Autour de la sentinelle de Frédéric
Brown.
Il était trempé et tout boueux, il avait faim et il était gelé, et il était à cinquante mille années-lumière de chez lui. La lumière venait d'un étrange soleil jaune, et la pesanteur double de celle qui lui était coutumière, lui rendait pénible le moindre mouvement. Il se leva pourtant et inspecta les alentours. Depuis quelques dizaines de milliers d'années, la guerre sévissait dans cette partie de l'univers, figée en guerre de position. Les pilotes et leurs astronefs avaient quitté la place et seuls les fantassins occupaient le terrain. Depuis des milliers d'années, tous les jours, il occupait ce terrain. Cette saloperie de planète d'une étoile devenait un sol sacré, un sol à défendre puisque les Autres y étaient aussi. Les Autres, c'est à dire la seule race douée de raison de la galaxie... des êtres monstrueux, ces Autres, cruels, hideux, ignobles.
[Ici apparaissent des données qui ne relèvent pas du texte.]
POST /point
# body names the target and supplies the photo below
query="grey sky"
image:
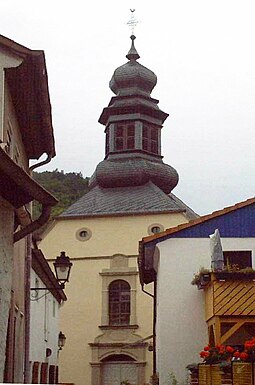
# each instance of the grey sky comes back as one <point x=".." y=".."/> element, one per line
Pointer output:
<point x="203" y="55"/>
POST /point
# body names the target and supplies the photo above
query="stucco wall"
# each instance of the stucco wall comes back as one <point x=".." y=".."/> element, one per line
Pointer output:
<point x="181" y="326"/>
<point x="44" y="329"/>
<point x="81" y="316"/>
<point x="6" y="261"/>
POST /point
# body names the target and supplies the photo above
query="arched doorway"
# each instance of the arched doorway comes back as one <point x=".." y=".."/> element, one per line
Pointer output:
<point x="119" y="368"/>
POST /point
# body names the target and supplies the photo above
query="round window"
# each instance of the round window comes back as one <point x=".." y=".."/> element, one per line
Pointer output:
<point x="83" y="234"/>
<point x="155" y="228"/>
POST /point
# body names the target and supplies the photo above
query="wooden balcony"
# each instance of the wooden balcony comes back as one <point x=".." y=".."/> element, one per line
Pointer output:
<point x="230" y="307"/>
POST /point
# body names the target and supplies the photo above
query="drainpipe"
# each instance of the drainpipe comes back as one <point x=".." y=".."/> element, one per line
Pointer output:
<point x="154" y="296"/>
<point x="28" y="263"/>
<point x="154" y="327"/>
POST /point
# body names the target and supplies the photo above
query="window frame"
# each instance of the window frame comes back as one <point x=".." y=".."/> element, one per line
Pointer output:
<point x="125" y="136"/>
<point x="119" y="303"/>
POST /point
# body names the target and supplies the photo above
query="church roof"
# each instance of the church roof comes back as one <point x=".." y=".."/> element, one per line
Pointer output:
<point x="145" y="199"/>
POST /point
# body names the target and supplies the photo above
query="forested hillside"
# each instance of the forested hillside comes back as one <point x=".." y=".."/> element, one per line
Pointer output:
<point x="67" y="188"/>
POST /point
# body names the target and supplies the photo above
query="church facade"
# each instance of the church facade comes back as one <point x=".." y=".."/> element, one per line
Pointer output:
<point x="108" y="319"/>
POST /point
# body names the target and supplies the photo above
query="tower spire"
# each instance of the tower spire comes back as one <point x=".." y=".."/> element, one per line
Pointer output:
<point x="132" y="22"/>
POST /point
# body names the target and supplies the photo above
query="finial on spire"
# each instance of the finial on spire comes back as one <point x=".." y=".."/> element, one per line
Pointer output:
<point x="132" y="22"/>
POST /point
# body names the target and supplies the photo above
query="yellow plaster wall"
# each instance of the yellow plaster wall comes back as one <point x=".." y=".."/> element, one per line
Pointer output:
<point x="110" y="235"/>
<point x="81" y="314"/>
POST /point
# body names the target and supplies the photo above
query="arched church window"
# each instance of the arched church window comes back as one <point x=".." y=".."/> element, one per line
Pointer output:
<point x="119" y="303"/>
<point x="107" y="141"/>
<point x="150" y="139"/>
<point x="124" y="138"/>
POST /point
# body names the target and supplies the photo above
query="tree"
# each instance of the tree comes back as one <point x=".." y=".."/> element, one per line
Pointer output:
<point x="67" y="188"/>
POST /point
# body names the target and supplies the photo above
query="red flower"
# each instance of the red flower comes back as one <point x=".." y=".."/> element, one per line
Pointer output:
<point x="243" y="356"/>
<point x="229" y="349"/>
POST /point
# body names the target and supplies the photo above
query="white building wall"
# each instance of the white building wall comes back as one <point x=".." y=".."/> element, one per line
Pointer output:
<point x="44" y="327"/>
<point x="181" y="326"/>
<point x="6" y="261"/>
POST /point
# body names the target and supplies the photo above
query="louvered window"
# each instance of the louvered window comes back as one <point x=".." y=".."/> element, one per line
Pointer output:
<point x="124" y="138"/>
<point x="119" y="303"/>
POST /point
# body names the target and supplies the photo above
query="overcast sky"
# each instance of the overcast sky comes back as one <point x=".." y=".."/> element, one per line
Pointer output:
<point x="203" y="53"/>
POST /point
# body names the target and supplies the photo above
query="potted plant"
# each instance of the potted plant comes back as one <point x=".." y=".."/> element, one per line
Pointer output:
<point x="201" y="278"/>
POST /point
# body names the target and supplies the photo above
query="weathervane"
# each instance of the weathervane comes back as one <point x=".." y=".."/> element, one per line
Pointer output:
<point x="132" y="22"/>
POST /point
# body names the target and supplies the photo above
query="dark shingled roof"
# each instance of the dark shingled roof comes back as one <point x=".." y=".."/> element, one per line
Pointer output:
<point x="144" y="199"/>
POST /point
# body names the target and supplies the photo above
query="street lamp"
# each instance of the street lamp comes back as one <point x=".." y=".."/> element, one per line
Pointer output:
<point x="61" y="340"/>
<point x="62" y="267"/>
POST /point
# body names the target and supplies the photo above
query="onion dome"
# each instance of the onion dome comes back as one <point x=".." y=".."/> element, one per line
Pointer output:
<point x="133" y="78"/>
<point x="134" y="172"/>
<point x="133" y="123"/>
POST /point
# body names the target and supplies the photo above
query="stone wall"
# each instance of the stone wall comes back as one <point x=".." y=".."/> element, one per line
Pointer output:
<point x="6" y="262"/>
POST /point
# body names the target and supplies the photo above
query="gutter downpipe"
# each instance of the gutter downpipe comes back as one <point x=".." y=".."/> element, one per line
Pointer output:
<point x="27" y="272"/>
<point x="154" y="296"/>
<point x="27" y="232"/>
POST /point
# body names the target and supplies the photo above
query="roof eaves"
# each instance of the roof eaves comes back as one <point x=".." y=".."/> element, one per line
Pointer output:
<point x="118" y="214"/>
<point x="44" y="272"/>
<point x="21" y="188"/>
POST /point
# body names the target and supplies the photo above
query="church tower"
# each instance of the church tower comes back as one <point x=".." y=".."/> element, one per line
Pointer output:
<point x="107" y="319"/>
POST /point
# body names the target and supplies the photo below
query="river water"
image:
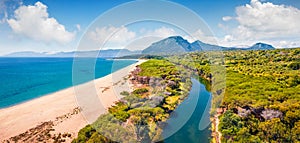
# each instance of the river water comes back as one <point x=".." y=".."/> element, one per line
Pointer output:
<point x="189" y="122"/>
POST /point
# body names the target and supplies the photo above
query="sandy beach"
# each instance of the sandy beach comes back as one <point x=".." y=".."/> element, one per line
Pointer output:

Il était trempé et boueux, il avait faim et il était gelé. Mais les Autres étaient en train de tenter une manoeuvre d'infiltration et la moindre position tenue par une sentinelle devenait un élément vital du dispositif d'ensemble. Il restait donc en alerte le doigt sur la détente. A cinquante mille années-lumière de chez lui, il faisait la guerre dans un monde étranger , en se demandant s'il reverrait jamais son foyer. C'est alors qu'il vit l'autre approcher de lui, en rampant. Il tira une rafale. L'Autre fit un bruit affreux et étrange, s'immobilisa et mourut. Il frissonna en entendant ce râle, et la vue de l'autre le fit frissonner encore plus. On devait pourtant en prendre l'habitude, à force d'en voir - mais jamais il n'y était arrivé. C'étaient des êtres vraiment répugnants, ………………………………………………………………………………………………
(
d'après Frédéric Brown, Lune de Miel en enfer) Lecture
Planète Terre :26
novembre 3926 (calendrier universel)
à Mme Wxxwe Ztyüe Planète X2784.
Ma chérie
Je t'écris caché au fond de ce désert boueux où l'on m'a envoyé . Je ne sais plus depuis combien de temps je suis ici. Je ne sais plus depuis combien de temps j'attends que quelque chose se passe. Tous les jours, j'observe ce soleil jaune qui traverse un ciel vide. Pas un véhicule. Rien. Le rien éternel, immobile. Je ne sais plus pourquoi je surveille cet espace que nos dirigeants ont décidé de conquérir. Ils disent qu'il est sacré…Moi je sais seulement qu'il est froid et absurde. Et puis, il est si loin de toi… J'ai parfois peur de t'oublier . Saloperie de coin perdu! Les enfants doivent être grands maintenant. Raconte leur comment c'était avant. Avant la Grande Guerre. Il y a dix jours un chef est venu. Il m'a dit que les Autres ourdissaient une attaque. Je dois t'avouer que j'ai eu peur. Mourir m'est égal, mais voir ces monstres me terrifie. Je dois redoubler de vigilance. Hier, j'en ai descendu un , d'une seule rafale. Je ne te raconterai pas cette horreur absolue. Je préfère me souvenir de tes baisers et de nos soirées devant le Lac Divin. Pense à moi souvent. Je m'accroche à ton souvenir pour garder la force de vivre. Je t'aime. Embrasse nos enfants.